I thought to do a post on “Admiring Anonymity,” since I’m already off to a rocky start in terms of taking my past, pursuits, and personality out of the equation. The book blogs I like seem to get to the point and talk about books and writers and pretty much stay on track. That being said, however, I like to know where bloggers/writers are coming from and what their background is.
I got a late start reading, but I always liked writing and ran the high school newspaper, that type of thing, while playing a lot of sports. I came into reading and literature through the window of Fitzgerald and Hemingway as a freshman in college, and started the English major thing. I graduated in1980 under a full head of literary steam, writing a senior thesis on “Self-Deception and Myth in George Eliot,” whatever the hell that might be about. I was a Dickens, George Eliot, and Virginia Woolf guy, with a Shakespeare/Johnson background. That is to say, I was primarily interested in the Victorian novel, and I wasn’t a Joycean or much involved with the Romantic poets, etc. I liked reading about Johnson and the 18th century literary world, both for itself and as the foundation of 19th century lit, and I liked Woolf as a inheritor of that tradition. Throughout all of this I was an impulsive moron and very very young, of course.
I started grad school in the fall of 1982, , and I did my introductory work on Thackeray’s Henry Esmond, if that tells you anything. About two-thirds of the way through the two years of course work I reached my fill, more of less, of novel reading, and started focusing on literary biography. Boswell and Johnson were part of the source of this, but I also discovered my own little grad student gold mine: Leslie Stephen, the father of Virginia Woolf, whose first wife was Thackeray’s daughter. So this blog might help me write some of the stuff about Leslie Stephen and biography that I never got around to writing. I especially liked the fact that Stephen was an important pioneer of mountain climbing in the Alps, as I had my own humble mountaineering aspirations at the time. Stephen seemed to me to be the perfect grad school topic: a seemingly inexhaustible resource who was virtually untapped.
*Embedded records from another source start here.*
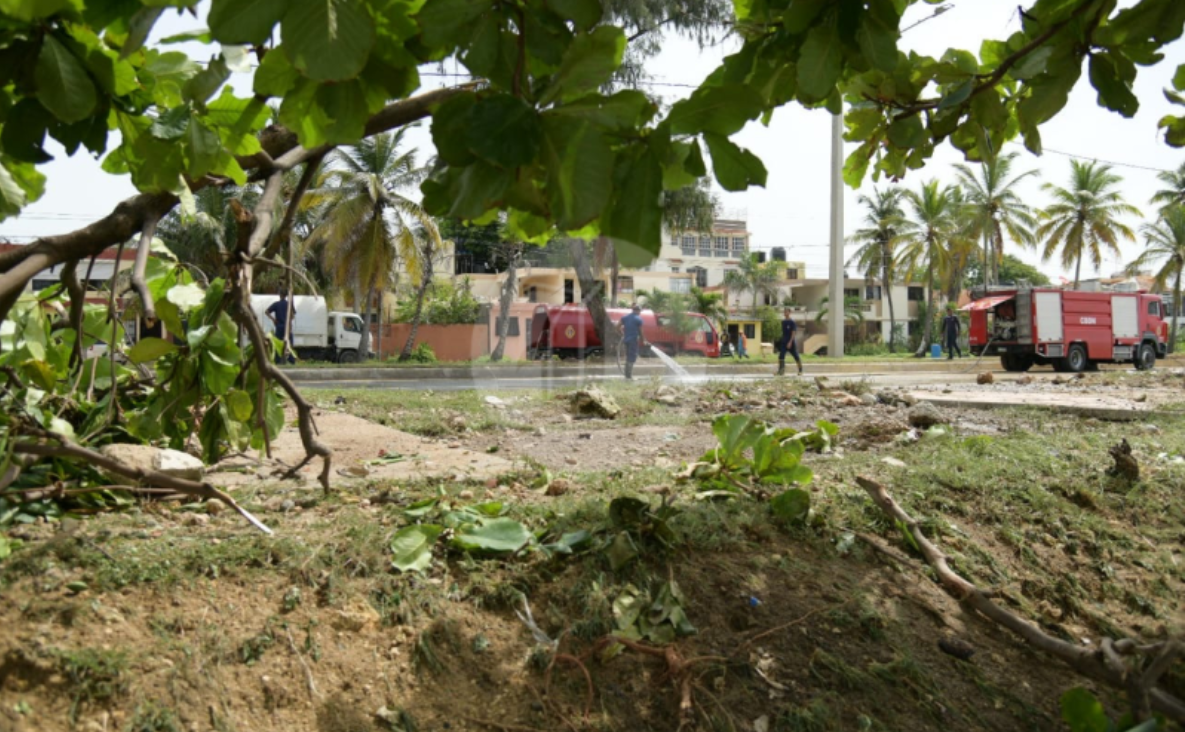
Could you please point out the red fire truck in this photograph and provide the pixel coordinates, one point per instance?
(568, 332)
(1068, 329)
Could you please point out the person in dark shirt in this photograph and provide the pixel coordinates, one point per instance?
(950, 327)
(279, 313)
(787, 345)
(631, 327)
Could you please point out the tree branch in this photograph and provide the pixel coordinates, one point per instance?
(1094, 663)
(139, 281)
(203, 490)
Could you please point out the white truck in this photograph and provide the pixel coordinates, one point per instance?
(316, 333)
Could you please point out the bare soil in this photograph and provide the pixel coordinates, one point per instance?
(217, 627)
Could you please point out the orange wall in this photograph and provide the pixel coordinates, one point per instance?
(448, 342)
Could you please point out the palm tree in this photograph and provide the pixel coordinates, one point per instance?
(1165, 242)
(928, 238)
(753, 276)
(1083, 219)
(709, 305)
(883, 217)
(994, 209)
(1174, 194)
(367, 225)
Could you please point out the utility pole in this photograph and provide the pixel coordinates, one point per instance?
(836, 290)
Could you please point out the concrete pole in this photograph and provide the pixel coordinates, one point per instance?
(836, 290)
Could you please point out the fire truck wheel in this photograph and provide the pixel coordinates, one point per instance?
(1146, 357)
(1076, 359)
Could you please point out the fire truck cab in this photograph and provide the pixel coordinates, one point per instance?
(1068, 329)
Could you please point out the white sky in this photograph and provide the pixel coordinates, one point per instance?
(792, 210)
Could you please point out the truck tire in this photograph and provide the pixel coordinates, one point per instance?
(1145, 357)
(1076, 359)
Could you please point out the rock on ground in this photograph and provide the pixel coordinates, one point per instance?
(924, 415)
(593, 402)
(173, 463)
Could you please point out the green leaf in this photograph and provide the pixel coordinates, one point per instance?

Towards the end of my mid-80s grad student days I steered a course towards non-fiction, but it turned out that the wind in my academic sails was beginning to fail. I got a non-academic job. I’ve been a frustrated academic and semi-grown up for a rather long time now, and I’ve gone in and out of different reading periods, with some of them being surprisingly lengthy. Like, for instance, I really wasn’t reading much fiction for five or maybe even ten years, until last fall, but it seems I’ve changed course on that, for reasons I’ll describe another time. But in the end the goal here, as I’ve said, is to try to keep track of what I’m reading, and basically just chat it up.